The surgical techniques described in the literature include tracheal sleeve resection, circular wall resection with anastomosis, shave excision, laryngectomy, and tracheal resection with anastomosis [4]. Previously, laryngotracheal resection was controversial with a high risk of morbidity and mortality. Czaja and McCaffrey [4] demonstrated that there was no significant difference in survival rate between patients treated with laryngotracheal resection and those in whom the tumor was shaved off in cases with aerodigestive tract invasion. Tumor shaving from the upper aerodigestive tract allows maximal organ preservation while minimizing morbidity. However, this technique is unsuitable for tumors with deeper invasion due to the risk of residual gross disease or microscopic foci [9]. Thus, tumor shaving should be reserved for cases with superficial invasion not involving tracheal mucosa, namely Shin stage I and II [7-9].
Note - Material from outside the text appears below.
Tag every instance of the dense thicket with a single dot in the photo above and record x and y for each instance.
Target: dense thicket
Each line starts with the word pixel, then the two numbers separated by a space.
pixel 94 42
A study by Tsai et al. [10] showed a five-year survival rate of 88% for patients who underwent laryngotracheal resection and 84% for those who underwent shave resection. Despite comparable survival rates, local recurrence was 8 times more likely in shave resection compared to laryngotracheal resection [10]. Thus, airway resection gives better tumor clearance but comes at the cost of higher airway complications such as edema, bleeding, infection, and anastomosis dehiscence [11]. Hence, following laryngotracheal resection, good postoperative monitoring and care preferably in an intensive care unit (ICU) is imperative. In our center, patients’ post-single-stage tracheal resection and anastomosis are intubated and ventilated in the ICU for a minimum of three days to provide stenting and prevent anastomosis dehiscence.

In this case series, the surgical technique performed was cricotracheal sleeve resection with partial closure and tracheostomy tube insertion. This surgery was chosen after taking into consideration the constraints of our center where ICU bed is limited. This technique was also best suited to the patients’ condition due to the urgency of performing the surgery as they were having airway compromise. Hence, delaying surgery for ICU bed availability was substandard. The patients were nursed in the normal ward postoperatively. All patients were followed up closely and there were no signs of intra-tracheal recurrence or severe laryngotracheal stenosis. All patients are well on follow-up and have been successfully decannulated.

The limitations of this study include a small sample size as not many patients with thyroid carcinoma have intraluminal laryngotracheal involvement. As this study was conducted in a single center, we believe a multicenter study will allow a larger patient group to corroborate our findings. We were not able to perform other types of resection techniques for comparison as it would require postoperative ICU monitoring which was lacking in our center.

Conclusions

The prognosis of advanced thyroid carcinoma with aerodigestive tract invasion is good if complete surgical resection is feasible. Radical resection of the airway ensures improved tumor clearance but at the cost of significant morbidities to the patient which may be life-threatening. In this study, we were able to achieve good local disease control and low operative morbidity with a sleeve cricotracheal resection and insertion of tracheostomy (double-staged).